After a brief lunch we headed off to Trenthan Gardens and Shopping Villlage where Steelite have just opened a retail store called Perfect Settings. I mentioned right at the top of this post that Steelite are known for supplying trade but as of November last year they began supplying retail too, through this shop. The reason behind this was that they would be inundated by calls from Joe Public asking where they can buy their stuff and it is easy to see why. Apart from being almost bomb proof, which offers its own advantages in a domestic setting, they also make some interesting and unusual shapes that you are unlikely to find elsewhere. We were particularly taken with the Craft range and will likely order some select pieces of this for ourselves.
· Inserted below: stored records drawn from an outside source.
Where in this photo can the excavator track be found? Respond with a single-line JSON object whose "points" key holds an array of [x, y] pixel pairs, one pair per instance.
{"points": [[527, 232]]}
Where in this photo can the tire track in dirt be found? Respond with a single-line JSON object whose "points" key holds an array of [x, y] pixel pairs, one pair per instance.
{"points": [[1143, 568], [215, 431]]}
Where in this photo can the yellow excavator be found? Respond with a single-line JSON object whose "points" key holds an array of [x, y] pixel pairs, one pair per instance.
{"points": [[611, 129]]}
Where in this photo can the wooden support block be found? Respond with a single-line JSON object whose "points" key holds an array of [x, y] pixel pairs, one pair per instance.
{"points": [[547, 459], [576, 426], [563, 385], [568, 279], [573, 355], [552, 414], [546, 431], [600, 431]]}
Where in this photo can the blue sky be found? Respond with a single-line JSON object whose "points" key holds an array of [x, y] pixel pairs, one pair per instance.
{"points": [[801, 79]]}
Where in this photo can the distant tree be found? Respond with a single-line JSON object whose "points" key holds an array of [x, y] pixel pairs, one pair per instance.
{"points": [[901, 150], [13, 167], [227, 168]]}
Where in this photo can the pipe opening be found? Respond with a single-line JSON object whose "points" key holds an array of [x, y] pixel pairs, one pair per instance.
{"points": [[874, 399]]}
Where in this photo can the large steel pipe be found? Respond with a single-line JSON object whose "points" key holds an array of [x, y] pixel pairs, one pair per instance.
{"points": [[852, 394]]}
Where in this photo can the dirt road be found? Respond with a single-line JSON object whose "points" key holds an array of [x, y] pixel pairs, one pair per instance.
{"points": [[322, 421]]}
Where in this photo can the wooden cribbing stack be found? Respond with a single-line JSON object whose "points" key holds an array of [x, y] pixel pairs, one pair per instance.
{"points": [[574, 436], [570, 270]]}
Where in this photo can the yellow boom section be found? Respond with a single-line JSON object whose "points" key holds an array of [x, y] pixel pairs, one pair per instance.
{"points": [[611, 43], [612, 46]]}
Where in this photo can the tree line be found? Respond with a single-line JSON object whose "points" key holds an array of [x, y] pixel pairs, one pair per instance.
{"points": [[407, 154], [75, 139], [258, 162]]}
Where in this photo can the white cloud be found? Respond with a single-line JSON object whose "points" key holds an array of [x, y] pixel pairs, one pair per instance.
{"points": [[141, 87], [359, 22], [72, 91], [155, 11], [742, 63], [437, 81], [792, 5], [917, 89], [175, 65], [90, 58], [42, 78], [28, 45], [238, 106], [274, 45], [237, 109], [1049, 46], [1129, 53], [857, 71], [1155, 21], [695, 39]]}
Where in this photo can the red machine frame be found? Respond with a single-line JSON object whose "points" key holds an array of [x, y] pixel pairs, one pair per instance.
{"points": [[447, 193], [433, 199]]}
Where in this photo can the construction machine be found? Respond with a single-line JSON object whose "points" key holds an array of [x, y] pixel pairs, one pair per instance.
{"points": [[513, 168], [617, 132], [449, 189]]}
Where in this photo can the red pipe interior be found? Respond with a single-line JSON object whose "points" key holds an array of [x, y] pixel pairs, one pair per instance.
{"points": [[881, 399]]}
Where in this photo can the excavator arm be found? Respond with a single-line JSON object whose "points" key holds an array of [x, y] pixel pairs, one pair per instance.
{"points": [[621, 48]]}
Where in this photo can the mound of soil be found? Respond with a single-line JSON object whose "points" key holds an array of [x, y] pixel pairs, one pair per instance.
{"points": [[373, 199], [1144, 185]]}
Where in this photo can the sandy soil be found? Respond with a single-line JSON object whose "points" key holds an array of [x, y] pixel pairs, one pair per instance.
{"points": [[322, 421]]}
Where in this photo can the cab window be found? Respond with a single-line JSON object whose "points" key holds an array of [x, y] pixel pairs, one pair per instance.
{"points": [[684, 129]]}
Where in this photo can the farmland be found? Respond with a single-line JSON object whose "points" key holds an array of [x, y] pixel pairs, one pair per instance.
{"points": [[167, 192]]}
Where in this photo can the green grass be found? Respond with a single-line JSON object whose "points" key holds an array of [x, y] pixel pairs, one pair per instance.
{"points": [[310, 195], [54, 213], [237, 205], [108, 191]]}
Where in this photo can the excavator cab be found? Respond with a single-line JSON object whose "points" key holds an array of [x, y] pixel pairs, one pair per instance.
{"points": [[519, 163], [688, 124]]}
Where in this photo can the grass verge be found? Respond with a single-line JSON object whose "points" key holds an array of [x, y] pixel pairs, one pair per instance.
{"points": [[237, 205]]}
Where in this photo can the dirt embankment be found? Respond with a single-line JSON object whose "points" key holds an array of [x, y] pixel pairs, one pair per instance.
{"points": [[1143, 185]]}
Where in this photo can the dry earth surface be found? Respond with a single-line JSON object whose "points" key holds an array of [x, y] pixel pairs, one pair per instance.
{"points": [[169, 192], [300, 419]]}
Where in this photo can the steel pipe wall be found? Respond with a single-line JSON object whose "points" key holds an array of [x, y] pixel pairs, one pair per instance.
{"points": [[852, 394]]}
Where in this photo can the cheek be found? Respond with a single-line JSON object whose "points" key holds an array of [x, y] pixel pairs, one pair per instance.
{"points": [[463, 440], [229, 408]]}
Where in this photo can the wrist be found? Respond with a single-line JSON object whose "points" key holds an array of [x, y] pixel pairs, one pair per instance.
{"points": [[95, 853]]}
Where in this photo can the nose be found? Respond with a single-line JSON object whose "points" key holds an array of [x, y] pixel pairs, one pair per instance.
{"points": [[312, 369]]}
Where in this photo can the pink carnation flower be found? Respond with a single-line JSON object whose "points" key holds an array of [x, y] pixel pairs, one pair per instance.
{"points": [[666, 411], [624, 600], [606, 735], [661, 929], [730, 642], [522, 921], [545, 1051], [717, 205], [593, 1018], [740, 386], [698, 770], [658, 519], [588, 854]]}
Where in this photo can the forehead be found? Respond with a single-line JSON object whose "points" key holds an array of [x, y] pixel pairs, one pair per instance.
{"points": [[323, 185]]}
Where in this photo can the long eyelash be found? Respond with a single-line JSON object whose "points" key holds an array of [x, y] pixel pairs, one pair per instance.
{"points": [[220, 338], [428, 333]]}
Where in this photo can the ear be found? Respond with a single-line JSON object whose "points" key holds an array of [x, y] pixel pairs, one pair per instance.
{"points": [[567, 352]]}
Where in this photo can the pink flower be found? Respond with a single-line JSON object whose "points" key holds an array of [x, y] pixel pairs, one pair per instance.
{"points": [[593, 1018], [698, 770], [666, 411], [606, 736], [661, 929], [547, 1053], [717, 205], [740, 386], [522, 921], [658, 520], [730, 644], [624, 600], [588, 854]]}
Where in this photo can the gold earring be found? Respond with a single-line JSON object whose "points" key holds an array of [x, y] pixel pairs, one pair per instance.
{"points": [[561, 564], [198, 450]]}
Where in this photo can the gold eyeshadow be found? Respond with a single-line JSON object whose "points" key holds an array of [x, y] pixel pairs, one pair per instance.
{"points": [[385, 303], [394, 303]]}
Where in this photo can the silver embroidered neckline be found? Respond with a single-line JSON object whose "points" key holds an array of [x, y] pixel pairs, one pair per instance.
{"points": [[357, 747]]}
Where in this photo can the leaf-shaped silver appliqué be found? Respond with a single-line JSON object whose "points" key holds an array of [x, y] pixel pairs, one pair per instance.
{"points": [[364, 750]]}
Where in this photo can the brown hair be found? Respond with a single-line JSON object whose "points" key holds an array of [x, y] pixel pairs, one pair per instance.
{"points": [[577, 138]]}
After a quick interview with BBC Radio Stoke and the local Stoke Sentinel newspaper it was time to say goodbye to Heather, who had been a fantastic host to us for the whole day. Thank you Steelite for inviting us to visit and your hospitality during our stay.

Tomorrow, as Lucan has been a good boy… for most of the day, we are taking him to Drayton Manor to go and see Thomas the Tank Engine. As the worlds biggest Thomas fan, I cannot wait to see his face!

– James




  1. Pity that Perfect Settings doesn’t have a website. Maybe James that could be your new job? Setting up a company that specializes in British ware that can’t currently be bought via the web. You have the contacts, a good database of ‘fans’ and all that sourcing you’ve done as a family…

  2. Watch this space – The Perfect Setting website is currently under construction and will be available very soon to purchase the most amazing British made ceramics direct for your home. Exciting!

  3. Great article, once again highlighting a manufacturer I had never heard of. Sadly, once again, there is no mention of being made in the UK on their website. I have noticed this on many of the sites I have visited because of your campaign and wonder why they don’t make more of the fact. Any ideas?

  4. I agree that so many British designers/makers/manufacturers don’t shout out enough about the fact they are ‘made in Britain’! We deal with many British designers/makers, and I am surprised at how many of them don’t market this fact! We sell only British designed and made products – and it can be hard to find them! But when we do find them, their work is always fabulous – in looks and quality – and their passion! Let’s keep flying the flag!

    • Completely agree Liz (love your website btw).

      When I was building up the Kimwetu directory I searched for UK-made products and then double-checked that it explicitly said that the products were made in the UK. Many were “based in the UK” or “designed in the UK” but manufactured abroad. However, just as many manufactured in the UK but I had to dig really deep within the website to find a statement to that effect. I had to email some companies and was surprised by the number that did manufacture in the UK but didn’t think to mention it! I’ve spent a lot of time living abroad and noticed that countries in Europe really do promote their own-made products better than we do.

      Regarding the ceramics industry – Sue Pryke on the Make it British website has written an excellent article on the re-emergence of this industry in the UK.

  5. You can buy Steelite crockery through Nisbets, a catering supplier. Prices are before VAT as they supply wholesale but will sell to everyone. Just remember they will add VAT to the price quoted :


    I have bought some good value cookery equipment from them over the years.

  6. Steelite International products are 100% Made in Britain and something we are extremely proud of. However as we are very British we also forget to shout this from the rooftops and agree that is it a missed opportunity. Thank you all for your comments and we will look to rectify this via our websites for both commerical and domestic use.